Odd Couple Bread Pudding

Odd Couple Bread Pudding

12 slices of white bread

5 eggs

5 cups of milk

3 oz spiced rum

4 tbl butter

8 tsp sugar

2 cups blueberries

1 tbsp vanilla

1 tsp cloves

2 tsp cinnamon

1/2 tsp nutmeg

Mix the eggs, rum, milk and spices then tear up the bread into chunks into the mix. Add sugar, blueberries and chopped up butter. Cook at 400 degrees for 35-40 minutes or until the top is browned. It will rise as it bakes and settle once cool.

Obviously this makes a decent amount. I ended up splitting it up between a pie pan and small baking dish.

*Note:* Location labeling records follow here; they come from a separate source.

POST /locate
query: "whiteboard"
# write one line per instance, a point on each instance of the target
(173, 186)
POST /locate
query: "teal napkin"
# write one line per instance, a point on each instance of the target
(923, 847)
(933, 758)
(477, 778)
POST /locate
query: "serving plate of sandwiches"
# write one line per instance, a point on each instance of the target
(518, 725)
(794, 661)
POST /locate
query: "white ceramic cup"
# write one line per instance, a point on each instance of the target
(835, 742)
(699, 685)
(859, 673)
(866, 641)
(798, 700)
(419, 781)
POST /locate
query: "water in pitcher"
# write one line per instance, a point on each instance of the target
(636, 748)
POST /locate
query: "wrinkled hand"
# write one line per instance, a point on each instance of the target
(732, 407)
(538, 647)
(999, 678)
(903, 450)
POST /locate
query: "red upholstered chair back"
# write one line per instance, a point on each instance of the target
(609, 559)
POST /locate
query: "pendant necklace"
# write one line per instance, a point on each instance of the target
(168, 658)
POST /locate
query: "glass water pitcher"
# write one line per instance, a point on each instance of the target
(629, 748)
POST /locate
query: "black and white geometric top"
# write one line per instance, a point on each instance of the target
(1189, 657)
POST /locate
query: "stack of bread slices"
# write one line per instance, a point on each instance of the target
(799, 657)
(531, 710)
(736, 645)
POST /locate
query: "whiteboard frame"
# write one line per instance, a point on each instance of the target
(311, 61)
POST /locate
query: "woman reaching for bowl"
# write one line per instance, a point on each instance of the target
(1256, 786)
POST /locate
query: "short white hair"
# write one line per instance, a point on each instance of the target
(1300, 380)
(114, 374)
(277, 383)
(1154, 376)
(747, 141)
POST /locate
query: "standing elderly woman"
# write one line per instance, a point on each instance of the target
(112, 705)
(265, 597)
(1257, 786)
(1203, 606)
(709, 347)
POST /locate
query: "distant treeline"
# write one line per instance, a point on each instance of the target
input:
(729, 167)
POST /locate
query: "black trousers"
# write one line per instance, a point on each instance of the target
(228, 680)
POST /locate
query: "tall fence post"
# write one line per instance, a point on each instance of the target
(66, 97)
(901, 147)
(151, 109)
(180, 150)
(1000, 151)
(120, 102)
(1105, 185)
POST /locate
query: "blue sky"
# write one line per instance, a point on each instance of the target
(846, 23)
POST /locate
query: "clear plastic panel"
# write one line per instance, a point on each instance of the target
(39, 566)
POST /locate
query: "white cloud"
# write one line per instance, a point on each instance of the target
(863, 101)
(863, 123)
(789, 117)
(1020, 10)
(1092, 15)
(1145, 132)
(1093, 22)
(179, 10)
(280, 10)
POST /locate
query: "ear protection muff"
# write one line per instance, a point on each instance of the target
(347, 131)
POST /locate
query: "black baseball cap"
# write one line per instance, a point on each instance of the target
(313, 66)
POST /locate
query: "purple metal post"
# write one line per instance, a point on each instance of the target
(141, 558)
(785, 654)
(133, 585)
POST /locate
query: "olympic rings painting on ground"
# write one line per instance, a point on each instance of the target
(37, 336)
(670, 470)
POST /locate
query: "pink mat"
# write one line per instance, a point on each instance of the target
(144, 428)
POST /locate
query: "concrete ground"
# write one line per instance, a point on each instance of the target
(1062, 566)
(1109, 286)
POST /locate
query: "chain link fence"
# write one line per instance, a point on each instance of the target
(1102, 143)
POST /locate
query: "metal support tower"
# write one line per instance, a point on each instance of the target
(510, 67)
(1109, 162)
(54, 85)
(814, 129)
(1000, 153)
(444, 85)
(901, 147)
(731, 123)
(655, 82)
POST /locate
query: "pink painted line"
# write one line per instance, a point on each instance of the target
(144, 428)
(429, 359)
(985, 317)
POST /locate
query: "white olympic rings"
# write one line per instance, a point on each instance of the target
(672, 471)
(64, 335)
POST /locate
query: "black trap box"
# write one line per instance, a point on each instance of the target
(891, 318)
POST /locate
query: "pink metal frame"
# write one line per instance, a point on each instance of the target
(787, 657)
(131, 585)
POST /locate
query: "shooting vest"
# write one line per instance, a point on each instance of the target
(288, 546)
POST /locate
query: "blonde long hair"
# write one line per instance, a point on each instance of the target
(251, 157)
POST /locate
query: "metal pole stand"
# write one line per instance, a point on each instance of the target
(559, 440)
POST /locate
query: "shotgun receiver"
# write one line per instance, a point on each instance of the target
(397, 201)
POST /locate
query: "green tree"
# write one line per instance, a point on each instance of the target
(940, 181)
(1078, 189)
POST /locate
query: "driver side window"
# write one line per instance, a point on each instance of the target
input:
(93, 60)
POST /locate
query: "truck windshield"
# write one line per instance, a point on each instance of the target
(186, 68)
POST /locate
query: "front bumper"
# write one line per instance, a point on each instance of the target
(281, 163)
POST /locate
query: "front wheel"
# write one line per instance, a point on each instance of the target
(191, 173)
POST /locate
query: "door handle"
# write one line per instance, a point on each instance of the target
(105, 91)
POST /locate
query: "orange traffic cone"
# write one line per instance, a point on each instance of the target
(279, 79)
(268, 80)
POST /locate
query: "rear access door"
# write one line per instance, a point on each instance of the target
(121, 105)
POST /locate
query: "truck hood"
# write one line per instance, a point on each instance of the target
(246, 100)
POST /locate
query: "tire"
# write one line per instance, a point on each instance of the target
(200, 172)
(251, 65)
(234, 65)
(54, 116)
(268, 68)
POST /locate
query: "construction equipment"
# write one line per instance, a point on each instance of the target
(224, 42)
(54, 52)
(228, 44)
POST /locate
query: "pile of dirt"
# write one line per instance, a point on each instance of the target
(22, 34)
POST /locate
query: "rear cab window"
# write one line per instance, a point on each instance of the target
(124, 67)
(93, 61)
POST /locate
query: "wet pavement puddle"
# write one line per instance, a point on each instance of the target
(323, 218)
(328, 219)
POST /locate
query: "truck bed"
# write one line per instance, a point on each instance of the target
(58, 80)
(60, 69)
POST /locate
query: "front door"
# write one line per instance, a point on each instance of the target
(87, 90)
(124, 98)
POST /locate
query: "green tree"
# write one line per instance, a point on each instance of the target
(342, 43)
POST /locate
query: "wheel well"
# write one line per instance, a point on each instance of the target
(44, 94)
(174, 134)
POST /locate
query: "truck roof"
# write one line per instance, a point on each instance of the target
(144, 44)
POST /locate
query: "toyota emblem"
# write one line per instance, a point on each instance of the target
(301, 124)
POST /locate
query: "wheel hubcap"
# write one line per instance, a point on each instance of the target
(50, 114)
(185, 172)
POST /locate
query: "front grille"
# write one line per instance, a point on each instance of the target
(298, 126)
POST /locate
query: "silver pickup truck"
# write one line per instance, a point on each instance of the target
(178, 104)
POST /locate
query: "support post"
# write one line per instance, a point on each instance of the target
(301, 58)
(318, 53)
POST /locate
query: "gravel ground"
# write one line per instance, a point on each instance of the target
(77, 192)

Also, this dish has been co-worker approved.

Bread Pudding 2

A Variation: Baked French Toast

Still having some bread left and a little obsession with lemon curd recently, I decided to try out a healthier variation on the bread pudding that is based more closely upon the french toast recipe that started it all.

Baked French Toast

8 slices of bread

4 eggs

2 1/2 cups milk

1 cup blueberries

2 tbsp slivered butter

lemon curd

1 tsp cinnamon

dash of cloves

powdered sugar (optional)

Grease a 9×9 baking dish. Mix the eggs, milk, spices and butter. Set aside. Spread lemon curd on four pieces of bread and place in the bottom of the dish lemon side up. Some tearing to accommodate may be necessary. Add the blueberries spreading them across in a single layer. Pour 1/2 of your egg mixture over this layer. Spread lemon curd on the other four pieces of bread and place these face down over the first layer. Pour the remaining egg mixture evenly over the bread. I used a slatted spatula to make sure my surface was flat and egg soaked.

Let sit for 5-10 minutes then bake at 400 for approx. 45 minutes or until browned. Sprinkle with powdered sugar.